THE STORIES: WOMEN MUST WEEP. After years of hardship and suffering the War Between the States is nearing its end and while the Southern women, like their men at the front, are reluctant to admit it, the fate of the Confederacy grows progressively blacker. Waiting hopefully for the good news of victories which will never be, a group of ladies meets at the Maryland home of Mrs. Agatha Lindsey to roll bandages for the Southern wounded. With Mrs. Lindsey, whose son Dick is serving under General Longstreet, are her daughter-in-law, Jane, and Mrs. Carter, a northern-born lady whose sympathies are held in question by the others. Mrs.

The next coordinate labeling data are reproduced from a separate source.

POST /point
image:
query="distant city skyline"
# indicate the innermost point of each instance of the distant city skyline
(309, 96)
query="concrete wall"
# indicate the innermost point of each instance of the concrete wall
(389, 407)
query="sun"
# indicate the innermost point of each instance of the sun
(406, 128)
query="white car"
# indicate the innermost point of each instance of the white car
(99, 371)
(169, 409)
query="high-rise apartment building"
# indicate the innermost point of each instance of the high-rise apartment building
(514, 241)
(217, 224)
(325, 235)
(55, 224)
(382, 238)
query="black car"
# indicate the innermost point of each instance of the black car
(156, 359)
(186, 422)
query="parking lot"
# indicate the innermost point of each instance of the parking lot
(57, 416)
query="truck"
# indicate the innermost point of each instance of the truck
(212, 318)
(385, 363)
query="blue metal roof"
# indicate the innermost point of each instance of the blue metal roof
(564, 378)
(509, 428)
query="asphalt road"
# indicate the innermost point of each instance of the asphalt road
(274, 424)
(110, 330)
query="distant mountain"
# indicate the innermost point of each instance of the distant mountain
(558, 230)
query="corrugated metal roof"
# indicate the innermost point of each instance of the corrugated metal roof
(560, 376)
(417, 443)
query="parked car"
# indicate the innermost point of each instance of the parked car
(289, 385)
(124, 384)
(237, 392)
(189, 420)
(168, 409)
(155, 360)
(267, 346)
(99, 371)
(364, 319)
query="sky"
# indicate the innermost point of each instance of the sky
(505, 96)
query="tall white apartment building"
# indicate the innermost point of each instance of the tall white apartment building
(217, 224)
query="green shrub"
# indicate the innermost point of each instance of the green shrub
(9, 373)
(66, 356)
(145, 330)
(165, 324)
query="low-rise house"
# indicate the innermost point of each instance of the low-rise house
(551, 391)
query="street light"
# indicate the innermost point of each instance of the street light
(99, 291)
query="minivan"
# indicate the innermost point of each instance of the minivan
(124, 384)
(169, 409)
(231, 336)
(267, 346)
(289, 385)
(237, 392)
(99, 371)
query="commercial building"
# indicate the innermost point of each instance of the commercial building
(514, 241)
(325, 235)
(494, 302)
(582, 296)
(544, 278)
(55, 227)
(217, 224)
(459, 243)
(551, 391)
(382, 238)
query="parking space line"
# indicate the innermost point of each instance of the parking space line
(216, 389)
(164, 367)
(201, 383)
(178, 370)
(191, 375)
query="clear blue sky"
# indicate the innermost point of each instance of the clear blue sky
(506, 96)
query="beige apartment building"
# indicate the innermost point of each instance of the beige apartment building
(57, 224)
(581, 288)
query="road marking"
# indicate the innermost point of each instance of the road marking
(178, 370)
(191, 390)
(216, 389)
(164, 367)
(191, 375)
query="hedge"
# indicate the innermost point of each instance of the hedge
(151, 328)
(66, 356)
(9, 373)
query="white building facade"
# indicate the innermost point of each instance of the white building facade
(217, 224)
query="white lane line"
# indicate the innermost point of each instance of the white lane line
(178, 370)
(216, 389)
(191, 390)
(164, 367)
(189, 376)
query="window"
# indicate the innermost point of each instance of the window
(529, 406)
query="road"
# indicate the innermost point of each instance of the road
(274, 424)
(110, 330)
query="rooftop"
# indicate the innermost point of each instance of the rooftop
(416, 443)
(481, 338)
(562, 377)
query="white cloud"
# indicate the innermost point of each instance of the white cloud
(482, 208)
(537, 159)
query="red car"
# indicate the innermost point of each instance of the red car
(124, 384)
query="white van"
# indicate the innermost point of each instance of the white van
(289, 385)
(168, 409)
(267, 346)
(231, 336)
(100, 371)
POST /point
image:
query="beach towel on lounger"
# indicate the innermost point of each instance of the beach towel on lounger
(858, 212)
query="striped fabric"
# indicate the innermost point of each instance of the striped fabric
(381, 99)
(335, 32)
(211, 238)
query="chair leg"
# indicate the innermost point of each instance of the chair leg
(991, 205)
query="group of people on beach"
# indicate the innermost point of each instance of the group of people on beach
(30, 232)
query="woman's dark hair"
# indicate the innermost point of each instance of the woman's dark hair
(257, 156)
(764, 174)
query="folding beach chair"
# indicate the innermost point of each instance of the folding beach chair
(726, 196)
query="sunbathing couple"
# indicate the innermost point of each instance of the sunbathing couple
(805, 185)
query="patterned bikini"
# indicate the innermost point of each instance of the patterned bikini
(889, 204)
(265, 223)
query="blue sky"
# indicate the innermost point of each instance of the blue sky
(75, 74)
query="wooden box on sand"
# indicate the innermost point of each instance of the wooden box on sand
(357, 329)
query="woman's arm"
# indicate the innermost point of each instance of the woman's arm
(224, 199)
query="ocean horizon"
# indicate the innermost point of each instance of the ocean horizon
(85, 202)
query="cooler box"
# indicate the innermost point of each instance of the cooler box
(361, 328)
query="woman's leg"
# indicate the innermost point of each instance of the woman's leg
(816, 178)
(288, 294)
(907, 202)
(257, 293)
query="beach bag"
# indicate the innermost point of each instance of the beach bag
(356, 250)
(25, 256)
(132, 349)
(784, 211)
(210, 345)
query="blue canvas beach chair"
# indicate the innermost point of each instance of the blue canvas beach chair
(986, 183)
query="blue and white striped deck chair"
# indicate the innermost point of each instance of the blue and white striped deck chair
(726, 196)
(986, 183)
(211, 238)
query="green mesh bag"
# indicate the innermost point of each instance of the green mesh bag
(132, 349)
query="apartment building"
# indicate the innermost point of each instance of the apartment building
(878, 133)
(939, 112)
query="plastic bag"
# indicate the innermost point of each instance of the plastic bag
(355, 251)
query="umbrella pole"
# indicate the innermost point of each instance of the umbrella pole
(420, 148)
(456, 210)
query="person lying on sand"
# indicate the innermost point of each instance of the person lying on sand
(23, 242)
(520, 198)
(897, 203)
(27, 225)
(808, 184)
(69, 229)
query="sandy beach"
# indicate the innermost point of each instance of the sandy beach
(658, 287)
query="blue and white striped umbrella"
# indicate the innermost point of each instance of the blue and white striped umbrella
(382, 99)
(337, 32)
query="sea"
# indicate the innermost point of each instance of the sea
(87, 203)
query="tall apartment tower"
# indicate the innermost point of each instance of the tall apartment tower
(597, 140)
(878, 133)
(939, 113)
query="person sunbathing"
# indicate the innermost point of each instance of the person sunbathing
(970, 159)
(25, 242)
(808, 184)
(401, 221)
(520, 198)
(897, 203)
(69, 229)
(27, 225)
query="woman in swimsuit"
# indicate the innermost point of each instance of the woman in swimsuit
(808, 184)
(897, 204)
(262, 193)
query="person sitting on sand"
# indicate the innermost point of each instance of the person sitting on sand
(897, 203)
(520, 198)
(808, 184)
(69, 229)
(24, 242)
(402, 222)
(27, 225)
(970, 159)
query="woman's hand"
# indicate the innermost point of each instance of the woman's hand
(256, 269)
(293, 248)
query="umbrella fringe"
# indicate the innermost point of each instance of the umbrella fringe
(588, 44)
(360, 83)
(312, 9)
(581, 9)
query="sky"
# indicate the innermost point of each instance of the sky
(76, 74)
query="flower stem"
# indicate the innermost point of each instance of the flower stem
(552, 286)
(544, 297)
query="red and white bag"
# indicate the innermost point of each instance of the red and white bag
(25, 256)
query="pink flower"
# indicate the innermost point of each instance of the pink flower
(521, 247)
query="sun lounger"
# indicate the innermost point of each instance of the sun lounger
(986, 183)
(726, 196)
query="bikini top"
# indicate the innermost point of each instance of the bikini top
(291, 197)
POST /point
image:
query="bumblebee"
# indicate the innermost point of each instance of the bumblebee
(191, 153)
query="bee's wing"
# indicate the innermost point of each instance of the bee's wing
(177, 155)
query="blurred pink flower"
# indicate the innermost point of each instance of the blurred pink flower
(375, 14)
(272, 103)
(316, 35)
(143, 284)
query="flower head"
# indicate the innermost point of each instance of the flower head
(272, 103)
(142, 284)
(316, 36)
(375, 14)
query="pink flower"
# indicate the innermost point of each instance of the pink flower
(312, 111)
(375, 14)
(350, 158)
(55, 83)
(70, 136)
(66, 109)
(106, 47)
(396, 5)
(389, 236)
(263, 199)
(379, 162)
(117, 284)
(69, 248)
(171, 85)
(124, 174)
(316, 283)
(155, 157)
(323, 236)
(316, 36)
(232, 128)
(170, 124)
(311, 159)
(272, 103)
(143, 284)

Carter is also an outspoken individualist, a divorcee and, according to local gossip, the lover of the absent Dick Lindsey. As the women proceed with their work the tension between Jane Lindsey and her supposed rival mounts. Then news arrives from the front-a list of casualties from the crucial battle at Gettysburg. Dick Lindsey's name is among those who will not return. Numbed by the shock of this disclosure Mrs. Carter admits that while she did indeed love Dick her feelings were never reciprocated, and Jane is given the consolation of knowing that the husband she lost was true to her. As the two women comfort each other we sense not only a personal reconciliation but also a hint of the greater reunification that time and the national spirit will eventually effect. (NOTE: We now offer a sequel to this play entitled WOMEN STILL WEEP.
) (7 men.) WOMEN MUST WORK. Marcella Manners has built her fashion business into one of the most successful and exclusive in New York. But, as the play begins, she is distressed by a recurring series of robberies, all committed in such a way that only an insider could be responsible. To avoid unwanted publicity Miss Manners engages a private detective, Kitty Hawke, to track down the culprit. Posing as an efficiency expert Kitty circulates throughout the store and eventually narrows her surveillance down to two young models, Betty McCleary and Eileen Stuart. Then Betty is caught red-handed with a supposedly stolen dress. But, as the audience is already aware, the real thief is still at large-Miss Manners' trusted, long-time associate and friend, Audrey Ames.
In a final, dramatic confrontation, Audrey, breaking down, admits that years of accumulated jealousy and frustration had led her to act as she did. As the play ends all are sadder but wiser and, to ease the course of true love, Betty is allowed to borrow the dress that, only moments before, had induced such doubts of her own honesty. (11 women, plus numerous non speaking female parts.).